Pour en revenir aux femmes, il serait tout aussi faux, ou du moins précipité, de conclure que travailler à plein temps provoque le cancer. L’équipe de scientifiques avance trois hypothèses pour expliquer cette étrange corrélation: premièrement, il est possible que les femmes qui travaillent aient plus souvent recours au dépistage du cancer, d’où la plus grande fréquence de cancers; deuxièmement, il se peut que les femmes travaillant à temps plein soient plus susceptibles d'occuper des emplois manuels, pénibles, ou à faible valeur ajoutée. Enfin, le travail génère du stress et le stress est une «voie biopsychosociale du développement du cancer», pour reprendre l’expression utilisée par Rose van der Linden.

Date de péremption de l’étude

En plus de ces «précautions d’usage», cette étude, qui se base sur des données de personnes actives durant la seconde moitié du XXe siècle, pourrait bien ne pas être transposable aux individus nés ultérieurement. «A l’époque, l’égalité entre hommes et femmes était encore très limitée, souligne Rose van der Linden. Je tiens aussi à préciser que le diagnostic de cancer est basé sur les déclarations des participant·e·s, pas sur des registres. Or, on sait que près de 40% des cas réels de cancer ne sont pas déclarés par les participant·e·s, délibérément ou par oubli, ce qui peut bien évidemment biaiser les résultats du sondage!»

Selon l’épidémiologue du #PopHealthLab, il faut donc creuser plus profondément et voir ce que cachent les données utilisées: Est-ce que les personnes qui travaillent plus fument plus? Quelles sont leurs conditions de travail? «Nous sommes précisément en train d’explorer cette dernière piste, notamment en rapport avec le travail de nuit, explique Rose van der Linden, puisqu’on le soupçonne d’être à l’origine d’une plus grande fréquence des cancers du sein. Toutefois, je dois avouer que nos dernières observations ne semblent pas aller dans ce sens.» Dans le même ordre d’idée, et afin d’aller au-delà de ce que les données de SHARE peuvent révéler, Rose van der Linden et ses collègues viennent de découvrir que les femmes dont le travail a une composante physique ont un risque moins grand de cancer que celles qui ont un travail plus sédentaire. «C’est très intéressant, car les recherches sur les problèmes cardiovasculaires arrivent à la conclusion opposée!».

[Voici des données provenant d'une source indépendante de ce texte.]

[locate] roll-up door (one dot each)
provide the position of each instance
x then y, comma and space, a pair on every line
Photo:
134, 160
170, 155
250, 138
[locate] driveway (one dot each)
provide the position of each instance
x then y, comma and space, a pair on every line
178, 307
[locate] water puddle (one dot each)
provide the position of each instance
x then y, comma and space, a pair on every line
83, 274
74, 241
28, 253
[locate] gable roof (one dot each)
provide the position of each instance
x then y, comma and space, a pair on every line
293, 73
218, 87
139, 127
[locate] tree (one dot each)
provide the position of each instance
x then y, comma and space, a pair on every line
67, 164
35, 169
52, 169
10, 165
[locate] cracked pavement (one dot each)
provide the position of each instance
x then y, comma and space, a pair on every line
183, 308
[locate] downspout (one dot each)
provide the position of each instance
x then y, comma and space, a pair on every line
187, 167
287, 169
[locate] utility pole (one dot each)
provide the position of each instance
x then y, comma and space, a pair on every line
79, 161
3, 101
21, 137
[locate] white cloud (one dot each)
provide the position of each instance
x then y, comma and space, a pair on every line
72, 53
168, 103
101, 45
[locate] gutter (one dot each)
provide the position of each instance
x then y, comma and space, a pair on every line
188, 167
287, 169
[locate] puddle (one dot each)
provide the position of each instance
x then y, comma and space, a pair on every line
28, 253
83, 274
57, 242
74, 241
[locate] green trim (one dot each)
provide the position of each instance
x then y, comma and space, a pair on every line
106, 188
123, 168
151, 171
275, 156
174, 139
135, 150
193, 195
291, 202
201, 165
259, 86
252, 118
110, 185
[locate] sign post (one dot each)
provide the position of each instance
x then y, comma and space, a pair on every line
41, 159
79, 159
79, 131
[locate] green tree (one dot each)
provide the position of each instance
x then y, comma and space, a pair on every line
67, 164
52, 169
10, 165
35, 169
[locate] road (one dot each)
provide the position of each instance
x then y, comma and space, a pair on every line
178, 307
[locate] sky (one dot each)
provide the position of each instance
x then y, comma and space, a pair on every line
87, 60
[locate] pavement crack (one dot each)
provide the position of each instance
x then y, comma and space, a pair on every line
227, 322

Il reste donc beaucoup à défricher pour y voir plus clair, le sujet étant éminemment complexe! Rose van der Linden n’étudie d’ailleurs pas uniquement les causes de la maladie, mais aussi ses conséquences sur l’intégration professionnelle des personnes qui en sont atteintes. «Grâce à un financement de la Ligue suisse contre le cancer, nous cherchons à savoir si les conditions de travail ont un effet sur le risque du cancer du sein, notamment en termes d’incidence, de mortalité et de survie. Nous souhaitons également déterminer dans quelle mesure les conditions de travail et le mode de vie avant le diagnostic affectent la réinsertion professionnelle des survivantes. C’est un champ d’investigation passionnant!»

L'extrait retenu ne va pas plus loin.